# OISST Datetime Timestamp Management

In the `oisst_mainstays` data-stream we have netCDF files coming from two distribution centers:
 * The NOAA physical sciences laboratory (NOAA PSL)
 * National Center for Environmental Information (NCEI)

While the source data is the same, there is an inconsistency on the time-stamps that are recorded for each day. This difference is **usually** not an issue, because there is only one measurement per-day.

However, when these two data sources are combined there is the potential to have duplicate dates.
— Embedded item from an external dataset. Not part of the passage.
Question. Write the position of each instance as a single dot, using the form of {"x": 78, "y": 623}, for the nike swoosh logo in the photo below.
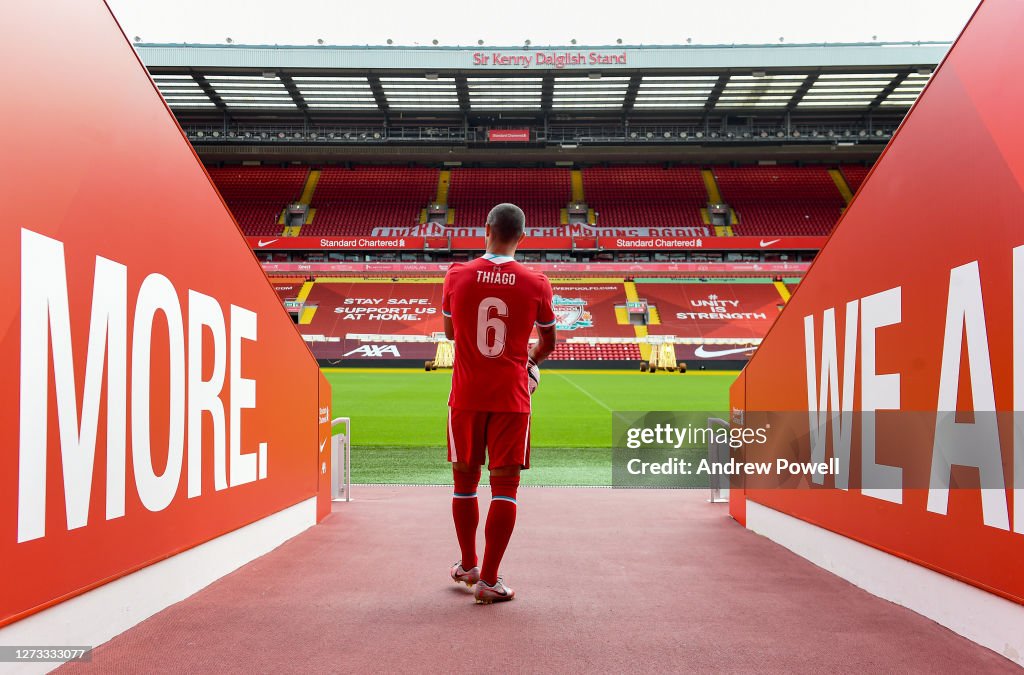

This can happen because one data source labels measurements using a `12:00` noon timestamp (NCEI) & the other uses a midnight `00:00:00` timestamp (PSL).

This is an issue particularly in the regional timeseries that are being produced, as there are some duplicate dates slipping through in the 2020-2022 era. This notebook is for isolating how to check against this to implement those steps into `oisstools.py`

In [4]:
# Load Libraries
import xarray as xr
import matplotlib.pyplot as plt
import pandas as pd
import numpy as np
import netCDF4
import datetime
import os
import oisstools as ot


# Set the workspace - local/ docker
workspace = "local"
box_root = ot.set_workspace(workspace)
print(f"Working via {workspace} directory at: {box_root}")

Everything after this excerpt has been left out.